Luis Pacho Mejía, residente en su ingenio nombrado Nuestra Señora de los Remedios, dio su poder cumplido al Doctor Pedro Cano, relator de la Real Audiencia de México, para que en el pleito ejecutivo que contra él sigue por el pósito y diputados del Cabildo de la ciudad de México, sobre unos portales y posesiones en la citada ciudad, por la cantidad de pesos de oro de principal y corridos que hasta fin de diciembre de 1633 montaban 18 000 pesos conforme a su imposición de 3 000 de renta en cada año, haga los conciertos y diligencias necesarios con la ciudad, diputados y pósitos que le pareciere, y pida la espera por los pesos de oro que debiere hasta fin de diciembre de 1633, y ofrezca a la citada ciudad y pósito la posesión de los dichos portales en propiedad.
Luis Pacho Mejía, vecino y regidor de la ciudad de México, residente en su ingenio nombrado Nuestra Señora de los Remedios, dio su poder cumplido al Doctor Pedro Cano, abogado y receptor de la Real Audiencia de la ciudad de México, generalmente para en todos sus pleitos, causas civiles y criminales, y para que pueda cobrar los pesos de oro, joyas, esclavos, mercaderías, derechos y acciones que le fueren debidos, y a los bienes que quedaron de Bernardino Paredes, primer marido que fue de Doña Isabel Vázquez de Ávila, y primera mujer del otorgante.

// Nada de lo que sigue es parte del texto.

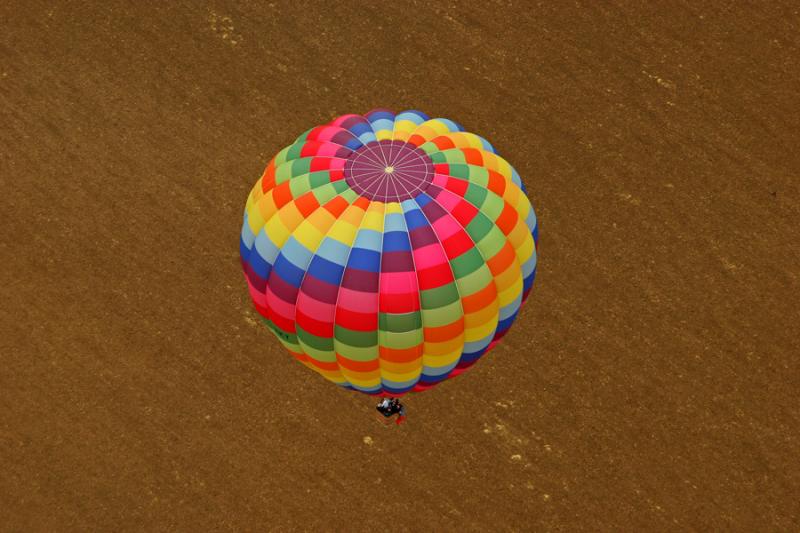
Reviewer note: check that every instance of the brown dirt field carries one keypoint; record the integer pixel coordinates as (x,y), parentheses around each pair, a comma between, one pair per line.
(651,383)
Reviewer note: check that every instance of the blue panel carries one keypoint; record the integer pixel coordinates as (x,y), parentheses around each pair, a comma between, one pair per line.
(396,241)
(286,270)
(362,259)
(259,265)
(325,270)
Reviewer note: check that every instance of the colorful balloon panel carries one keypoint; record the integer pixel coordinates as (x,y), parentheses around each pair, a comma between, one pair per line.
(389,252)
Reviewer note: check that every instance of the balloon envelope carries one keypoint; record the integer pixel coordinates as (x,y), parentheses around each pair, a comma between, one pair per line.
(389,252)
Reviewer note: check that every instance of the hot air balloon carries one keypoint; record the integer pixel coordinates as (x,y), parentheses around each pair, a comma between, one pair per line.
(389,252)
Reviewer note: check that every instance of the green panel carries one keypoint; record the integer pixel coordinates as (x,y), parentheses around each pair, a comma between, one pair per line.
(479,175)
(281,156)
(479,227)
(320,177)
(438,157)
(319,355)
(294,151)
(492,243)
(369,353)
(301,166)
(476,281)
(283,172)
(401,341)
(299,186)
(439,297)
(314,341)
(355,338)
(459,171)
(399,322)
(466,263)
(492,206)
(442,315)
(475,195)
(454,156)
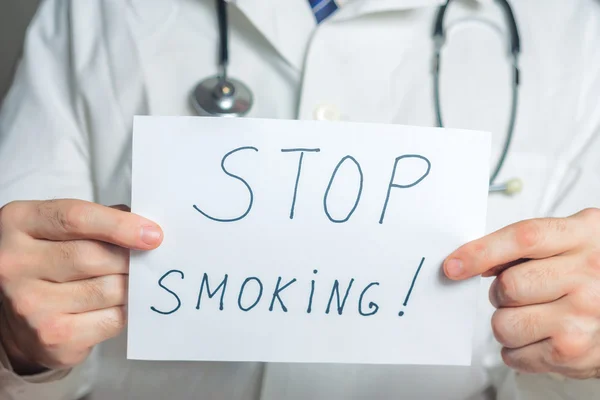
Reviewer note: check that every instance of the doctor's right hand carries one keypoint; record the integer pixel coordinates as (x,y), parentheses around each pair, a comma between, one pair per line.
(63,278)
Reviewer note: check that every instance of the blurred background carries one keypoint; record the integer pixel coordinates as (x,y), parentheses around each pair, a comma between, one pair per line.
(14,18)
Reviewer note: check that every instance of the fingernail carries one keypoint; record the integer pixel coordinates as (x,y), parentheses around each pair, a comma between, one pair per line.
(151,235)
(454,268)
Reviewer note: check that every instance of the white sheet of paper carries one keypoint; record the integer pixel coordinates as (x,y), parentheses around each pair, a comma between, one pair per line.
(371,315)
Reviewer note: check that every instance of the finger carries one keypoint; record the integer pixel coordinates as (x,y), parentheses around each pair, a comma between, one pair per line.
(77,219)
(95,327)
(529,359)
(501,268)
(532,239)
(121,207)
(535,282)
(79,259)
(564,354)
(522,326)
(92,294)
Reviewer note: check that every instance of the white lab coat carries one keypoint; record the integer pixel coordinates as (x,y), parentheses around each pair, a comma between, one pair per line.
(89,66)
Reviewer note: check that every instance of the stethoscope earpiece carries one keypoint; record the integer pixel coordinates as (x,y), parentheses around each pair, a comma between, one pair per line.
(509,188)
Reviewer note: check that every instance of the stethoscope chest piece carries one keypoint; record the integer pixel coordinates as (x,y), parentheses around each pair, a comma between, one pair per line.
(220,97)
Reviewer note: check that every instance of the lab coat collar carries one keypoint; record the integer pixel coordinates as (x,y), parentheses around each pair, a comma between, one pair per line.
(288,25)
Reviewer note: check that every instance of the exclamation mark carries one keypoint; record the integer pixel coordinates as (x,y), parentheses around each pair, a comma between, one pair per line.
(412,285)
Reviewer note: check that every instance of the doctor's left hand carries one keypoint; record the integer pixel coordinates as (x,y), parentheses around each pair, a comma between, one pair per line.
(546,291)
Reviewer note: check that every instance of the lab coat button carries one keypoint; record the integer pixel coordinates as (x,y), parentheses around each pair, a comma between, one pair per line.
(327,112)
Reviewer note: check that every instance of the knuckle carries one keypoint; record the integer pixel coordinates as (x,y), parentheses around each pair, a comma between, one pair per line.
(8,264)
(68,252)
(25,305)
(66,217)
(515,328)
(586,299)
(11,213)
(112,324)
(593,261)
(507,287)
(568,347)
(478,250)
(499,327)
(591,214)
(528,234)
(92,292)
(54,331)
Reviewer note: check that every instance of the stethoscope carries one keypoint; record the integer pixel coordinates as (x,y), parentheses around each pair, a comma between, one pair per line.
(224,96)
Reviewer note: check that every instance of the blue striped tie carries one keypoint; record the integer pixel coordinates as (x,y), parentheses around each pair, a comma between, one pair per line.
(322,9)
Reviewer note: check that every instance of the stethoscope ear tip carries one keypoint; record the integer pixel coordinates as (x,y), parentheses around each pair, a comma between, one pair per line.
(510,188)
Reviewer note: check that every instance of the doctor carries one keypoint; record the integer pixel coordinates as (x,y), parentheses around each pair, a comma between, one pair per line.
(65,132)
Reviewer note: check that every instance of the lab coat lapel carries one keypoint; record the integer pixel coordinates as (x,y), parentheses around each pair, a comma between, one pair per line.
(288,25)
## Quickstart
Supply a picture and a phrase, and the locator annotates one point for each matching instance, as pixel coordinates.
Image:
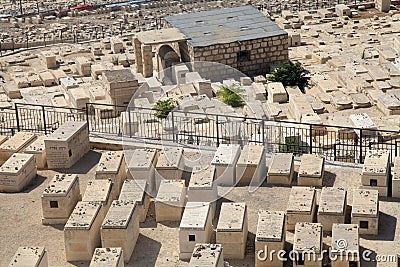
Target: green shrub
(230, 95)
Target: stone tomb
(376, 171)
(136, 190)
(141, 166)
(59, 198)
(82, 231)
(232, 229)
(251, 165)
(120, 227)
(365, 210)
(270, 235)
(170, 164)
(99, 191)
(281, 169)
(107, 257)
(345, 245)
(15, 144)
(170, 200)
(207, 255)
(311, 170)
(195, 227)
(17, 172)
(332, 207)
(307, 244)
(38, 149)
(66, 145)
(29, 257)
(225, 160)
(112, 166)
(301, 206)
(396, 178)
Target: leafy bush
(290, 74)
(164, 107)
(230, 95)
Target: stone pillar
(138, 55)
(147, 61)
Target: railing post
(44, 120)
(17, 116)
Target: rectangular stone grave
(301, 206)
(170, 200)
(59, 198)
(137, 191)
(112, 166)
(29, 257)
(332, 207)
(232, 229)
(120, 227)
(270, 235)
(17, 172)
(281, 170)
(107, 257)
(365, 210)
(311, 170)
(251, 165)
(195, 227)
(82, 231)
(66, 145)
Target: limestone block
(232, 229)
(345, 245)
(170, 200)
(29, 256)
(59, 198)
(82, 231)
(120, 227)
(301, 206)
(37, 148)
(365, 211)
(15, 144)
(311, 170)
(17, 172)
(225, 160)
(66, 145)
(112, 166)
(195, 227)
(281, 169)
(210, 255)
(107, 257)
(308, 239)
(251, 165)
(270, 235)
(332, 207)
(137, 191)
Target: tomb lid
(232, 217)
(134, 190)
(28, 256)
(195, 216)
(120, 214)
(332, 201)
(282, 164)
(301, 200)
(110, 162)
(60, 185)
(365, 203)
(271, 226)
(106, 257)
(83, 215)
(307, 237)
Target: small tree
(230, 95)
(290, 74)
(164, 107)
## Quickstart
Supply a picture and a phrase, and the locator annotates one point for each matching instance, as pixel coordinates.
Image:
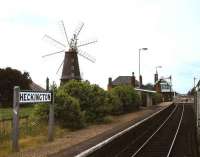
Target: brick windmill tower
(71, 70)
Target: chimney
(140, 81)
(109, 83)
(133, 79)
(155, 78)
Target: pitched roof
(36, 87)
(126, 80)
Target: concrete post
(149, 99)
(15, 127)
(51, 118)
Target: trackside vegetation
(79, 103)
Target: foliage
(148, 86)
(156, 98)
(128, 97)
(92, 99)
(68, 112)
(40, 112)
(78, 103)
(114, 103)
(8, 79)
(7, 113)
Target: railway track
(160, 144)
(152, 138)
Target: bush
(157, 98)
(92, 99)
(114, 103)
(68, 112)
(128, 97)
(41, 112)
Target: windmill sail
(70, 63)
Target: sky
(169, 29)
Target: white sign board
(165, 87)
(34, 97)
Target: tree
(92, 99)
(128, 97)
(8, 79)
(148, 86)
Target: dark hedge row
(78, 103)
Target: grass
(6, 113)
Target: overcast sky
(170, 29)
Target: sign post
(15, 134)
(51, 118)
(26, 97)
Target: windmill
(71, 70)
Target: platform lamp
(141, 49)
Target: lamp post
(157, 68)
(139, 63)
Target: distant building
(163, 87)
(36, 87)
(123, 80)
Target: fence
(196, 108)
(28, 127)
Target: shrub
(92, 99)
(40, 112)
(128, 97)
(156, 98)
(114, 103)
(68, 112)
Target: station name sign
(34, 97)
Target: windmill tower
(71, 70)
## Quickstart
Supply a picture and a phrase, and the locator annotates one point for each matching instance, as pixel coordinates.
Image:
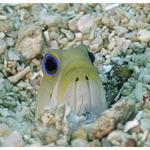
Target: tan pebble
(143, 35)
(29, 41)
(78, 36)
(79, 143)
(46, 35)
(79, 133)
(2, 17)
(13, 140)
(131, 143)
(52, 136)
(73, 22)
(85, 23)
(95, 143)
(4, 130)
(94, 47)
(53, 44)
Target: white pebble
(131, 124)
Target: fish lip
(43, 64)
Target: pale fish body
(69, 77)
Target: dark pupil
(51, 65)
(92, 57)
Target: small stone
(73, 22)
(131, 143)
(10, 41)
(94, 47)
(118, 138)
(131, 124)
(146, 78)
(29, 41)
(107, 68)
(13, 140)
(46, 35)
(4, 130)
(138, 91)
(2, 35)
(108, 121)
(79, 143)
(68, 34)
(143, 35)
(112, 44)
(3, 46)
(54, 44)
(52, 136)
(117, 60)
(13, 55)
(122, 44)
(85, 23)
(78, 36)
(95, 143)
(51, 20)
(79, 133)
(5, 26)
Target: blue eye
(50, 65)
(92, 57)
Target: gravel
(117, 34)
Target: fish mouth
(84, 96)
(83, 92)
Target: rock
(131, 143)
(4, 130)
(13, 140)
(122, 44)
(5, 26)
(146, 78)
(10, 41)
(138, 91)
(46, 35)
(2, 35)
(79, 133)
(118, 138)
(78, 36)
(2, 84)
(54, 44)
(143, 35)
(120, 111)
(94, 47)
(29, 41)
(68, 34)
(95, 143)
(73, 22)
(13, 55)
(85, 23)
(79, 143)
(107, 68)
(3, 46)
(131, 124)
(52, 136)
(51, 20)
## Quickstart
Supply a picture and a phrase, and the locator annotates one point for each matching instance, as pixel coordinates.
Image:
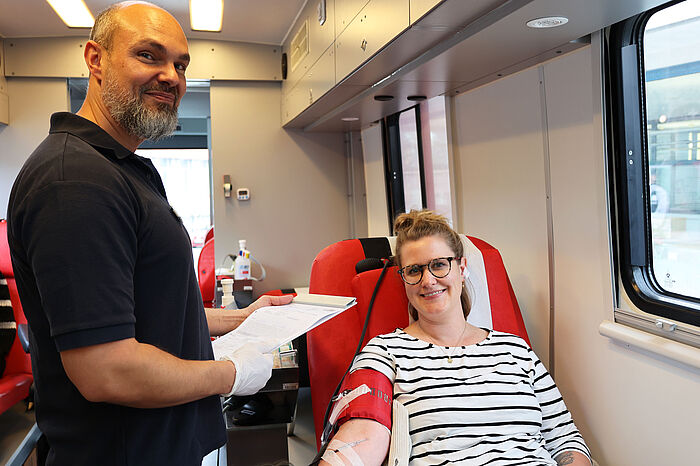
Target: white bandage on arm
(337, 448)
(400, 446)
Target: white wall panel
(499, 160)
(375, 183)
(298, 184)
(32, 101)
(633, 408)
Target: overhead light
(73, 12)
(547, 22)
(206, 15)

Luis Pacho Mejía, vecino de la ciudad de México, residente y dueño del ingenio Nuestra Señora de los Remedios, en esta jurisdicción, dio su poder cumplido al Doctor Pedro Cano, relator de la Real Audiencia de México, para que lo pueda obligar por escritura pública a la evicción y saneamiento de todo aquello que se hiciere de Bernardino de Paredes, a la Cofradía de Nuestra Señora del Rosario, instituida en el Convento de Santo Domingo de la ciudad de México, y esto, por el censo principal y sus corridos que sobre ellas tiene cargado la dicha cofradía, de tal suerte que Luis Pacho Mejía quede libre del dicho censo.